Il convient d’abord de (faire) reconnaître la centralité sociale et économique du travail de soin. Ce qui suppose de rompre avec deux aspects du discours dominant. Le premier affirme qu’il s’agirait de « dépenses », de « coûts » donc nécessairement trop élevées et à restreindre d’où les politiques d’austérité drastiques. Le second suggère que ce ne sont pas vraiment des métiers, mais plutôt la mise en œuvre de qualités naturellement spécifiquement féminines d’attention, d’empathie, de sollicitude qui ne justifie pas la reconnaissance.
Un tel rétablissement a une charge subversive immense pour remettre le monde à l’endroit, non seulement en finir avec l’identité : féminin = dévalorisé ; mais bien changer l’échelle des valeurs en remettant au centre ce qui concerne le soin des humains, de la vie et non la course au profit.
Concrètement, il faut évidemment en finir avec les politiques d’austérité et de destruction de la protection sociale (à coup de baisse des cotisations).
A l’inverse, il faut une augmentation du salaire socialisé (augmentation des cotisations dites « employeurs ») pour financer des services socialisés transformés, étendus... de manière urgente des services pour l’accueil de la petite enfance, pour la prise en charge de la dépendance des personnes très âgées et/ou malades, handicapées..., mais aussi des restaurants/cuisines collectives...
Ces services doivent bien entendu être totalement gratuits, c’est le seul moyen d’assurer l’égalité. Ils doivent aussi être autogérés conjointement par les usagèr.e.s, les salarié.e.s pour leur permettre enfin de « bien faire » leur travail et en finir avec l’une des principales sources de souffrance au travail : l’empêchement du « travail bien fait ».
La liste n’est pas limitative. Est posée par exemple la question du logement, d’habitats plus collectifs permettant d’échapper à la fausse alternative entre la solitude et l’établissement in-hospitalier... (à l’exemple de l’expérience des Babayaga)...

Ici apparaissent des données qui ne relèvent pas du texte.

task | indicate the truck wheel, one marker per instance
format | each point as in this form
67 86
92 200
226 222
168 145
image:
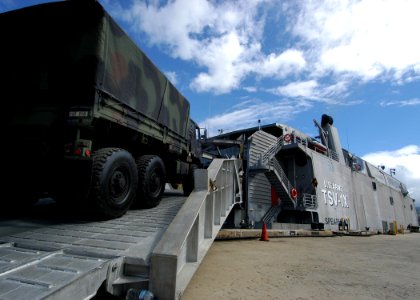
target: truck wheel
151 180
188 181
114 182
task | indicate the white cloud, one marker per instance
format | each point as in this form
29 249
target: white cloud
305 89
247 113
406 161
364 38
288 62
223 38
401 103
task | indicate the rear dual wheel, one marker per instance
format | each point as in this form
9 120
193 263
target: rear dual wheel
114 182
151 172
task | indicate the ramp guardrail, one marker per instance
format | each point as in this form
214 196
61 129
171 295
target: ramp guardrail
188 238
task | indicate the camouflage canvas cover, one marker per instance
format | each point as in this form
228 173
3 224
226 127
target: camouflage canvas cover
67 53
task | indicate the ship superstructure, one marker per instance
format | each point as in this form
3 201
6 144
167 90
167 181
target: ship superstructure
297 181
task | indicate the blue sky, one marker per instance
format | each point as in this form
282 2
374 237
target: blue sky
289 62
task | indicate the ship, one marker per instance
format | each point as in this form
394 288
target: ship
294 181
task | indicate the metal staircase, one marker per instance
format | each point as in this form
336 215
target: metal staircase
276 175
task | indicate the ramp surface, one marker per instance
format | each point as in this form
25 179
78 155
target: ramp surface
46 254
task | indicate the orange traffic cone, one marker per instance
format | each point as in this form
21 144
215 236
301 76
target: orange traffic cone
264 234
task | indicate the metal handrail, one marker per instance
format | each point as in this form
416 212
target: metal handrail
188 238
282 176
309 201
272 150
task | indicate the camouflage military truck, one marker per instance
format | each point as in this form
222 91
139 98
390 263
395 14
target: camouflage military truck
86 114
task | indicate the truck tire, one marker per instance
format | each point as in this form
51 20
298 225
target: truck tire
114 182
151 172
188 181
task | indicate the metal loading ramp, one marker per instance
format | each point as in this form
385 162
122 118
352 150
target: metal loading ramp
45 257
188 238
49 259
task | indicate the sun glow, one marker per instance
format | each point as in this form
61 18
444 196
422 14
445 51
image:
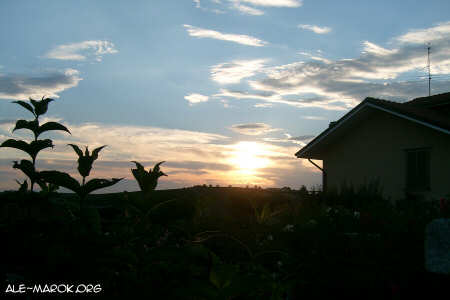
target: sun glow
247 157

Comme l’écrit Silvia Federici [1] : « Il faut rouvrir le chantier de la lutte collective sur les tâches reproductives, reprendre le contrôle des conditions matérielles de la reproduction sociale, inventer de nouvelles formes de coopération qui échappent à la logique du capital et du marché. » (...) Il s’agit d’ouvrir “la possibilité d’une autre économie susceptible de transformer cette activité étouffante et discriminatoire qu’est le travail reproductif en un terrain d’expérimentation des plus libérateurs et créatifs pour les relations humaines."
Autant de possibles que nous devons ouvrir ensemble en conjuguant la gratuité au féminisme.